The Court held that section 23 unjustifiably limited the applicant’s right of freedom of expression as guaranteed in section 2(b) of the Charter because section 23 did not allow solicitor-client privilege to be overridden when the public interest compellingly required it.   It held that the public interest override provision infringed the association’s right to freedom of expression because the scheme of the freedom of information legislation was to assist expression.  It ordered words to be read into the statute to permit a public interest override in solicitor client privilege cases.

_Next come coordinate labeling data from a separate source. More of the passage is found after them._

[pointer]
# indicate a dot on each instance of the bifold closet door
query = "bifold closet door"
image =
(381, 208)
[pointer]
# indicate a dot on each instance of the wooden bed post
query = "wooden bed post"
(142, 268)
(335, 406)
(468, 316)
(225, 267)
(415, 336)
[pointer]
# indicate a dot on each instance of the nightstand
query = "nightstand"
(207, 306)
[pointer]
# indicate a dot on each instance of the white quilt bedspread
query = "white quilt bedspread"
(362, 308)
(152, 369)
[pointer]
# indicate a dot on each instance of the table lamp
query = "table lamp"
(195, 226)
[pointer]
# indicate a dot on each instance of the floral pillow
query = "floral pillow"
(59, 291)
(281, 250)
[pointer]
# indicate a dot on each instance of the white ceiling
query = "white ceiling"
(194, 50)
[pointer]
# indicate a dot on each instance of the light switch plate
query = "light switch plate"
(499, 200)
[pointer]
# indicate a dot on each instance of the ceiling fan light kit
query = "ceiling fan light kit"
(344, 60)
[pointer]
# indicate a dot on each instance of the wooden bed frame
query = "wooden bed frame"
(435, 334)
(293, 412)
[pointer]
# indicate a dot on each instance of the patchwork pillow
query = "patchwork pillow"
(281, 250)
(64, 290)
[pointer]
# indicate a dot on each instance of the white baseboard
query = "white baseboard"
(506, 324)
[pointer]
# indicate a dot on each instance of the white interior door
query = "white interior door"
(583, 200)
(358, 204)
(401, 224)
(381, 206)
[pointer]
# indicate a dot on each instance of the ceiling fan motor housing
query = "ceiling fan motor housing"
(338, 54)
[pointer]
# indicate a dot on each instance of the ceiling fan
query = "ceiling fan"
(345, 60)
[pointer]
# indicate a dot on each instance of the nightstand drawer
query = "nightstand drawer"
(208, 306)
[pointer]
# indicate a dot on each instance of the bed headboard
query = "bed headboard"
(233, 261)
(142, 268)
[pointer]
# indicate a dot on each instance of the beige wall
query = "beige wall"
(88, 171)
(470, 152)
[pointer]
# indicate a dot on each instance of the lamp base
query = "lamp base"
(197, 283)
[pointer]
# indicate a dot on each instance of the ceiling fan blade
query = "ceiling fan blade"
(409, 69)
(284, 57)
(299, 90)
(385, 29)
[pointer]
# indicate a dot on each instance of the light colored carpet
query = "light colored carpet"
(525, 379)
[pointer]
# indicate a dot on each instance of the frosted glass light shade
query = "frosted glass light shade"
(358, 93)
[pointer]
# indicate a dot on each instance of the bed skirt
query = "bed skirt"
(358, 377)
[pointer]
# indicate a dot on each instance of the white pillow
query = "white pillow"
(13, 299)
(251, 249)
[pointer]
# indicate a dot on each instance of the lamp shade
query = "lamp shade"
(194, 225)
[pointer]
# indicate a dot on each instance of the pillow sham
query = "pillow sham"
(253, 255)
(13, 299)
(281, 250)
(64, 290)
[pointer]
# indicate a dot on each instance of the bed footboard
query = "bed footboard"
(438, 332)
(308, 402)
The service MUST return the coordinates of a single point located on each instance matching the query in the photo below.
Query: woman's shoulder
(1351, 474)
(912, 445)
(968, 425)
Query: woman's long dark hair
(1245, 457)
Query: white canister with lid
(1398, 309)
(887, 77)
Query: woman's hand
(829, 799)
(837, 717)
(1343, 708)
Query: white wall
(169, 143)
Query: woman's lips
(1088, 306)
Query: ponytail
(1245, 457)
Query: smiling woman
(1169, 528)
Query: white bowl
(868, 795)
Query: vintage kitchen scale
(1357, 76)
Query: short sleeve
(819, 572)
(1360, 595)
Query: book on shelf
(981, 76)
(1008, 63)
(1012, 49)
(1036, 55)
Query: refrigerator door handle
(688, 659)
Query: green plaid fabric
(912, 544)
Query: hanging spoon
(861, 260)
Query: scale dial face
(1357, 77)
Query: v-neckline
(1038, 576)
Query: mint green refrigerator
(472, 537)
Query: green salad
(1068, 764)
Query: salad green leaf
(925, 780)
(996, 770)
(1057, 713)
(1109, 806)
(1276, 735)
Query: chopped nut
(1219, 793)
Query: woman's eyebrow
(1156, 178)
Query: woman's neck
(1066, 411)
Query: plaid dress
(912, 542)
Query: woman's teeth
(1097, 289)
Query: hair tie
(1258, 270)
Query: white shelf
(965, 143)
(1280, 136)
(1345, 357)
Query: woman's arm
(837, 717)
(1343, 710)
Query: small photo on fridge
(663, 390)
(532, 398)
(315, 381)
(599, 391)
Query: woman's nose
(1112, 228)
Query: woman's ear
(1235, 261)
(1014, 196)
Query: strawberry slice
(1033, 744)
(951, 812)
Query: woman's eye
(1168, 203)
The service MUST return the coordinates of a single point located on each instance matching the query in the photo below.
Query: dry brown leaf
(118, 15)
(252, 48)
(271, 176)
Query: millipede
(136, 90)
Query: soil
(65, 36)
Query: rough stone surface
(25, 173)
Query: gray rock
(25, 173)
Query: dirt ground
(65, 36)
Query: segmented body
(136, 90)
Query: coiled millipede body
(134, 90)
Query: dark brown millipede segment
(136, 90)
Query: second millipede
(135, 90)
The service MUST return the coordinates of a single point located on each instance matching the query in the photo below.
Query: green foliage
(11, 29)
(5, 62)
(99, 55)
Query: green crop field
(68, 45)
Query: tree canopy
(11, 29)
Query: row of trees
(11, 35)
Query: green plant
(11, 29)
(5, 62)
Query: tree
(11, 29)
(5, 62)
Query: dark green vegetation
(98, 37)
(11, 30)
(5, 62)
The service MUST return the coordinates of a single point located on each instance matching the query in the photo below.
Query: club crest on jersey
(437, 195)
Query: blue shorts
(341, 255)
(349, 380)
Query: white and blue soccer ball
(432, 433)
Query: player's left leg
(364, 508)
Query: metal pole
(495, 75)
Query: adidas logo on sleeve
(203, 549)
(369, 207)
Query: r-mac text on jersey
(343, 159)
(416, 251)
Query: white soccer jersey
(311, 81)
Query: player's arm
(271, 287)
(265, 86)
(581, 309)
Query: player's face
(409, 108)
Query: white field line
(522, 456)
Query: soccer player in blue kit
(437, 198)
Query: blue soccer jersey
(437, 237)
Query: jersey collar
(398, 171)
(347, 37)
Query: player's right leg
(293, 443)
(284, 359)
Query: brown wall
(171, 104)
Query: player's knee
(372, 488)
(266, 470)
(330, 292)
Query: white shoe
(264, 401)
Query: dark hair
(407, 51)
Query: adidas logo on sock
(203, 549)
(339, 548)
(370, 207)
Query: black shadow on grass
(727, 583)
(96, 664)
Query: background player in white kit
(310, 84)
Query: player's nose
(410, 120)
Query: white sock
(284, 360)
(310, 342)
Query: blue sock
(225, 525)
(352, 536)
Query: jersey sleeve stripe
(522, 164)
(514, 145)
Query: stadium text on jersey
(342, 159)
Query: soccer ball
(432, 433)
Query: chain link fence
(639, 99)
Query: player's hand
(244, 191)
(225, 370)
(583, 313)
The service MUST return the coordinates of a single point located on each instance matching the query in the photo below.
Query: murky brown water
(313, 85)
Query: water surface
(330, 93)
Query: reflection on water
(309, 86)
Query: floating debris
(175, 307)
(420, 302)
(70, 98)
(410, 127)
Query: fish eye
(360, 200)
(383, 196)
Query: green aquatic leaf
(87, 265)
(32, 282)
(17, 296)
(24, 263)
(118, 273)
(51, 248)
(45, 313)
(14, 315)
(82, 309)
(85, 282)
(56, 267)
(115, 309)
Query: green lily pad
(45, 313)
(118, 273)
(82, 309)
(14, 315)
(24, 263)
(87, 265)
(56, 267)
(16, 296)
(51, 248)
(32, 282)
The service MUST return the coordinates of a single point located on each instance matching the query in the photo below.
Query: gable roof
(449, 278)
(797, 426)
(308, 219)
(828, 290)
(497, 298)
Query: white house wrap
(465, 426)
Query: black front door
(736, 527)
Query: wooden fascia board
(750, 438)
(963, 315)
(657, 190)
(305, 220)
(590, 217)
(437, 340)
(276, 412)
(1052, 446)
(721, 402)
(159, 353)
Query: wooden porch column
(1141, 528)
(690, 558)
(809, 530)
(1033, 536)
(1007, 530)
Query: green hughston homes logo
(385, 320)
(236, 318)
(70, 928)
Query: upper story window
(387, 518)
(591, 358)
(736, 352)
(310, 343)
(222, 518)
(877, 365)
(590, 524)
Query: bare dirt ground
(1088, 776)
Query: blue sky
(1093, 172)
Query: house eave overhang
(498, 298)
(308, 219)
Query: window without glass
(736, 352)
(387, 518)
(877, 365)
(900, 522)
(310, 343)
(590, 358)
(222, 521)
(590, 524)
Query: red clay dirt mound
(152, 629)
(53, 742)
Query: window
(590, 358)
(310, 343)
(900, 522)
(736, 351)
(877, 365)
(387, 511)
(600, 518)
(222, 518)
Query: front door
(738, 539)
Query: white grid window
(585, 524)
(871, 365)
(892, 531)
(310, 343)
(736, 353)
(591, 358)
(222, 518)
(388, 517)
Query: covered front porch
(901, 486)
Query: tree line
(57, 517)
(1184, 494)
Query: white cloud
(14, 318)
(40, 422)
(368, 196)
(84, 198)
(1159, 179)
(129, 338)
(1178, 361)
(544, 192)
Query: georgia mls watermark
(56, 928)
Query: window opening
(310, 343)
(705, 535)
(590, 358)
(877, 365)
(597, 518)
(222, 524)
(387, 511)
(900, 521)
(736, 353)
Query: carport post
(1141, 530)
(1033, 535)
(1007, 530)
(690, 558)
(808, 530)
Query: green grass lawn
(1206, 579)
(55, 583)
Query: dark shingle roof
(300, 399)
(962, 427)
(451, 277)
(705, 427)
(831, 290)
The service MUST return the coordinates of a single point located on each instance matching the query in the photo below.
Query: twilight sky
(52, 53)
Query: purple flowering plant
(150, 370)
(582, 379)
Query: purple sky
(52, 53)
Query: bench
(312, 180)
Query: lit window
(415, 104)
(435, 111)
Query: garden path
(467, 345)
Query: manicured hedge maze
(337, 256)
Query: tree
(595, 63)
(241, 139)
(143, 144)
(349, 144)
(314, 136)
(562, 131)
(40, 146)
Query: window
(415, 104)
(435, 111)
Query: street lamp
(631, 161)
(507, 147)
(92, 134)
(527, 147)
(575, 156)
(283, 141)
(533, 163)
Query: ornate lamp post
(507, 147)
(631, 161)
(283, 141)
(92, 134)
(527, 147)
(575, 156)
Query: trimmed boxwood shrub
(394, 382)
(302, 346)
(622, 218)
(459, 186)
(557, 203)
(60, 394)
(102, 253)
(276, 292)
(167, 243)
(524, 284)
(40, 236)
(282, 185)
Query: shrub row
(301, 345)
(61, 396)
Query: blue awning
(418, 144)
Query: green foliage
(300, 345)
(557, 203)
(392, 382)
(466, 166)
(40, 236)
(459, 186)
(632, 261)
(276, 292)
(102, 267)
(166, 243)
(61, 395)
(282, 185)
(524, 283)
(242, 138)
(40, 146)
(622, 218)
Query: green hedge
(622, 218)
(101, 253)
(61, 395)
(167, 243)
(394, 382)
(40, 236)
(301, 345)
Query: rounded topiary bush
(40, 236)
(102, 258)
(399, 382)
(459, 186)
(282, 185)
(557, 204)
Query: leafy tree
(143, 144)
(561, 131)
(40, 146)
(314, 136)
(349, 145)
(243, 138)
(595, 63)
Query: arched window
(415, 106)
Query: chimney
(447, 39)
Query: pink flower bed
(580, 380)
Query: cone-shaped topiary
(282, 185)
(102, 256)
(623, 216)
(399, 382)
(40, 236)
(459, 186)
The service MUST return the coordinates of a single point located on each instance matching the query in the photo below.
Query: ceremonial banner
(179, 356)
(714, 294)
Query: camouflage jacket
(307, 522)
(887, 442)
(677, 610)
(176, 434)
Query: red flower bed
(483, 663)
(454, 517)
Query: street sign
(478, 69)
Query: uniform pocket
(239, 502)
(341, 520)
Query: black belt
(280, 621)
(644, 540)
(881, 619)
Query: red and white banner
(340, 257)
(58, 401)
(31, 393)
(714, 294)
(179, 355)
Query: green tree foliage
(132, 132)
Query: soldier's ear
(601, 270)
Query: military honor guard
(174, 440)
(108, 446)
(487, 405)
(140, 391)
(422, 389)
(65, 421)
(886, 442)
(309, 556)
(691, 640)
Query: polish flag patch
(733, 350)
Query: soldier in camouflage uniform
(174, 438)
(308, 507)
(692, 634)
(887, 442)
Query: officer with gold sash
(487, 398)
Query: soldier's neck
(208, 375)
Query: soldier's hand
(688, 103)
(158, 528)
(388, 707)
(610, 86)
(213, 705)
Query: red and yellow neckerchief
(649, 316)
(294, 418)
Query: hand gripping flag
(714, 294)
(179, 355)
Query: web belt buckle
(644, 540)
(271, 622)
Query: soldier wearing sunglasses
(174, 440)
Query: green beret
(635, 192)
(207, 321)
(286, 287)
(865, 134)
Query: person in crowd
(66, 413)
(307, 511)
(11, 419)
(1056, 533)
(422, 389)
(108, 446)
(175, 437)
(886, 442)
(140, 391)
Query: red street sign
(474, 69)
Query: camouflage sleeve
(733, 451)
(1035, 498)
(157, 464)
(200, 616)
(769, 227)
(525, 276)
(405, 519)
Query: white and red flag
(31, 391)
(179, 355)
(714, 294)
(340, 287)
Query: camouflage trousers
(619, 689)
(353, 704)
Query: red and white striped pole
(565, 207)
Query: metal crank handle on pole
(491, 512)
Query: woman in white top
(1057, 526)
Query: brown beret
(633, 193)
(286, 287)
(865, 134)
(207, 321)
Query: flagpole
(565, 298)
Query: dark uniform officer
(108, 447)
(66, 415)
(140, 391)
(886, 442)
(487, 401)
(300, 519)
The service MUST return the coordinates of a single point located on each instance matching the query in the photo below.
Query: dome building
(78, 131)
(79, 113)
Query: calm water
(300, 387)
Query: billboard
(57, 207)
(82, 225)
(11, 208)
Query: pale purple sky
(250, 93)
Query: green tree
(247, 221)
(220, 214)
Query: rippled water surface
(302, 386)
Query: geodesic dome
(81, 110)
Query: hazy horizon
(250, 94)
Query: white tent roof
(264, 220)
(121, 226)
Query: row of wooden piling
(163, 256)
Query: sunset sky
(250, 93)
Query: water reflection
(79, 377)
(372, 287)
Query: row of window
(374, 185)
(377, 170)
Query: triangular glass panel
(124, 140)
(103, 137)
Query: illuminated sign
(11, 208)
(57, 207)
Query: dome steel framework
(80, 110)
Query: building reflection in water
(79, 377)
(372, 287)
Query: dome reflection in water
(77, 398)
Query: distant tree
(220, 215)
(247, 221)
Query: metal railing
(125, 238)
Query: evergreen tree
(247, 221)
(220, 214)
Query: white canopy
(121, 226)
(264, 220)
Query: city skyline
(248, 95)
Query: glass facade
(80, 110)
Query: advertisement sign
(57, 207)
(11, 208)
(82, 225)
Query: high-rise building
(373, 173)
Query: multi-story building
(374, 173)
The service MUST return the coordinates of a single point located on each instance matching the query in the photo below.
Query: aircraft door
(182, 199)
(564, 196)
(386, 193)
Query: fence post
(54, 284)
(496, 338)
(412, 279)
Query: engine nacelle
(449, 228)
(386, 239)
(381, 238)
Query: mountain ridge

In XYZ v Victoria Police ([2010] VCAT 255 para 558) after full consideration of the international cases and textbooks, the Victorian Civil and Administrative Tribunal held that the right to right to freedom of expression in s 15(2) of the Victoria Charter of Human Rights and Responsibilities

“implicitly imposes a positive obligation on the government to give access to government-held documents (freedom of information). The obligation I am specifying does not extend to creating documents, collecting data or disseminating information which has not been sought. The right to obtain government-held documents is not absolute and is subject to justifiable exceptions for objective, proportionate and reasonable purposes”.

Conclusion

In conclusion, therefore, the right to freedom of information is now properly described as a “human right”.  It has been widely recognised as being an essential aspect of the right to freedom of expression, a right protected by all general human rights instruments, including the Convention.  Without access to official information, many other human rights such the right to private and family life or to effective access to the Courts cannot be effectively exercised.  The promotion and defence of the central important rights to freedom of expression, privacy and access to court directly and necessarily involves the establishment and exercise of the fundamental human right to access to official information.